Legislative budget-writers will have to set aside money every year for the state’s rainy day fund, under a bill signed into law on Thursday by Gov. Roy Cooper.
The governor signed the bill while warning against putting too much into savings at the expense of tax breaks for the middle-class, schools and attracting jobs.
Although the General Assembly passed House Bill 7 almost unanimously, the question of how much money to put in the rainy day fund has been a point of disagreement between the Democratic governor and the Republican-controlled legislature.

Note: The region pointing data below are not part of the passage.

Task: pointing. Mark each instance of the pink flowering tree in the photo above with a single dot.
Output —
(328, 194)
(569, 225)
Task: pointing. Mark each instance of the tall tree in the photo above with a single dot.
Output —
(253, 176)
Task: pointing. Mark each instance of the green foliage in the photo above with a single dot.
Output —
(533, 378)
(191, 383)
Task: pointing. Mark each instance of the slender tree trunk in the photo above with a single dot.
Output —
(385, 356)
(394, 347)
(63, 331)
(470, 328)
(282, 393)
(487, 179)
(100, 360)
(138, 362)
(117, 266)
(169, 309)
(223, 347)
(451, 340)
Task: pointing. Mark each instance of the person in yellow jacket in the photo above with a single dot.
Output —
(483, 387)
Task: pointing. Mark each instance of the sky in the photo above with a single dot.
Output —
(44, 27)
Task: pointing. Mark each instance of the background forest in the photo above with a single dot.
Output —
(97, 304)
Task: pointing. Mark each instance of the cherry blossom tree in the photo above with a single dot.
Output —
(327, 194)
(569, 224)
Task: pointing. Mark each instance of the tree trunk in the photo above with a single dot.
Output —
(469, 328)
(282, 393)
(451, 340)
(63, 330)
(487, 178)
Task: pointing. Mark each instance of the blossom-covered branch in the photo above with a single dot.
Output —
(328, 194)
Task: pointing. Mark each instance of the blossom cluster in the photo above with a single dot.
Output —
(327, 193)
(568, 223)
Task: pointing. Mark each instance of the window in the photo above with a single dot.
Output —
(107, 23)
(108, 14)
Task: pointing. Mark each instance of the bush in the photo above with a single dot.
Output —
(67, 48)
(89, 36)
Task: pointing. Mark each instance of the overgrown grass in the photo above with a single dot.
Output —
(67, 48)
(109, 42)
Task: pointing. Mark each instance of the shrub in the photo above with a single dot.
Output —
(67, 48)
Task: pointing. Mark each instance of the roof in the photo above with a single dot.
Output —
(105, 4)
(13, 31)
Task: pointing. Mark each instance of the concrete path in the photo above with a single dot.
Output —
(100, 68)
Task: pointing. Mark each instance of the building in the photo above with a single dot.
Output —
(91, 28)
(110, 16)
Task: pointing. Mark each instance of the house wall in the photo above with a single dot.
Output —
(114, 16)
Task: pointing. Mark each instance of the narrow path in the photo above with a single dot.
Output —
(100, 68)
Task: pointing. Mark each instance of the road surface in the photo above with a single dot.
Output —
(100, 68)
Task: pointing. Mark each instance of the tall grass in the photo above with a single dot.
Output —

During his campaign for office last year, Cooper said the $1.5 billion in the fund was excessive. That remark prompted criticism from Republicans, who claimed Cooper would leave the state without enough savings for emergencies such as the flooding and wildfires that hit the state in 2016.
Cooper’s bill-signing statement on Thursday said his budget proposed to save even more money than what would be built up under HB7, which directs 15 percent of each year’s estimated growth in tax revenue be transferred to savings.
Cooper proposed in his budget earlier this year to add more than $300 million to the rainy day fund, and an additional $100 million for disaster relief.
Rep. Nelson Dollar, a Cary Republican budget-writer who sponsored HB7, told the House in February that the bill was developed with guidelines from The Pew Cheritable Trusts nonpartisan think tank.
As it happens, the Pew trust on Thursday released a report on states’ rainy day funds, finding that seven years after the end of the Great Recession, only 15 states had more of a financial cushion than they did before. North Carolina was not among them.
However, North Carolina was one of seven states whose rainy day funds could cover more days worth of operating costs than at any time since at least 2000 — with 19 days — in the 2016 fiscal year.
The Pew report notes that reserves help states manage uncertainties and forecasting errors, and help prevent severe cuts or tax hikes due to unexpected shortfalls. The study found states drew upon their savings to counter tax revenue that decreased during the recession. Those savings accounts have slowly recovered over the past seven years.